I found an interesting parallel not in the 40/50’s housewife, but instead the iconic idealized beauty of burlesque performers of the time. These women were alone on a stage, performing as powerful, sexually charged superwomen …that set a level of dominance and control over those who dared look upon them. Blending images to create a composite of both creates a challenge to both narratives. The decorative aspect of modern pattern, floral decoration and domesticity is a graphic play to parallel these merged icons.
Would you still be painting cowboys if you were a New Yorker rather than a Texan?
If I was instead born and raised in New York, it would be unlikely I would be painting cowboys.. I believe that there is a level of authenticity tied to a quirkiness of my viewpoint that resonates in this work that would otherwise not exist if I lacked the experiences of a ranching life.
In the movies, a cowboy is motivated by love or vengeance. What motivates you?
I’m motivated to connect and create. I believe, though it took a long time to manifest, this internal drive to create the art/ideas/visions I want to see in the world is what gets me up in the morning and keeps me going late into the night.
What is your origin story?
I was born in Lubbock Texas while my parents were in college. My parents were high school sweethearts from a small town in West Texas. Dad was from a ranching/farming family and my mother’s family was in the oil industry and were teachers. My parents decided to become teachers and I grew up out in the country outside of Monahans, Texas. Dad made sure that my brother and I knew how to work the land and raise animals. He ranched on the side and we worked on the weekend for larger ranchers in the area.
I know you were almost a law & order man. How’d you make that transition from lawyer to artist? Did you always know deep down that you were meant to travel another path?

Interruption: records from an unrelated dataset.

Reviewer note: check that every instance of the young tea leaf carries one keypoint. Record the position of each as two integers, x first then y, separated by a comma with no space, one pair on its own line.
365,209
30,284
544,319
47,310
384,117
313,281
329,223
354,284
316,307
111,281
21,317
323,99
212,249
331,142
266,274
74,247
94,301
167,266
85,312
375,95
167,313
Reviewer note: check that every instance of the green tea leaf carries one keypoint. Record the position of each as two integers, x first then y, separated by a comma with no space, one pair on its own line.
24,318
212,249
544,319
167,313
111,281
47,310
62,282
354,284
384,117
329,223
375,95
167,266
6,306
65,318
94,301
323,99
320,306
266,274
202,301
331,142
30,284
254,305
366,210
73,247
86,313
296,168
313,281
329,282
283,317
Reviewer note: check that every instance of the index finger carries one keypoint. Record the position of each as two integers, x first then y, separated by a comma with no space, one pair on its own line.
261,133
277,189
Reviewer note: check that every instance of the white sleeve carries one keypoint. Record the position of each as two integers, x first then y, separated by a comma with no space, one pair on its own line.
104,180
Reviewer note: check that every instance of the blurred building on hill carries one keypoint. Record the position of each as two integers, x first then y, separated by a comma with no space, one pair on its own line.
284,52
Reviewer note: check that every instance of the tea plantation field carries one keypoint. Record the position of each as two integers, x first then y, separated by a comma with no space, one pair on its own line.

Even in law school, I would take electives in Art. Art was always my escape. While working as an attorney in Houston, I took night classes to hone my skills painting and drawing at Glassell. My wife would send me to painting workshops as birthday and holiday gifts.
Making and creating was always a part of what made me tick.
Do you have any advice for artists who might want to follow in your footsteps?
Wear comfortable shoes with good arch supports. Art is about making, creating and failing forward. I would recommend taking time and devoting energy to explore what’s out there, decide and know what kind of work you would like to see in the world. I believe this changes over time as we evolve and explore. The process of discovering how and why Your Work is what you want/need to make and how it manifests the vision becomes incrementally the evolving blueprint for your artistic career. The more you know about who you are, why you believe this construct after testing it and questioning it over and over… coupled with taking the time to learn (giving yourself to fail) at the skills necessary to master any given medium you decide to explore.
Are you a white hat or a black hat?
If you put black/white hat filter on me…I’m betting you will see stripes or polka dots.
About the Artist
Born and raised in far west Texas, B Shawn Cox ran from a ranching life gaining degrees in Architecture and Law along the way. After years of diverse business experiences and diversions, he is focused and compelled to create. His current body of work is a re-exploration and commentary of memories, understandings, and perceptions — some real, some imagined and most often adulterated. This exploration of both internal and external stories becomes visual expression of his Why and an understanding of the world as well as his place in this world.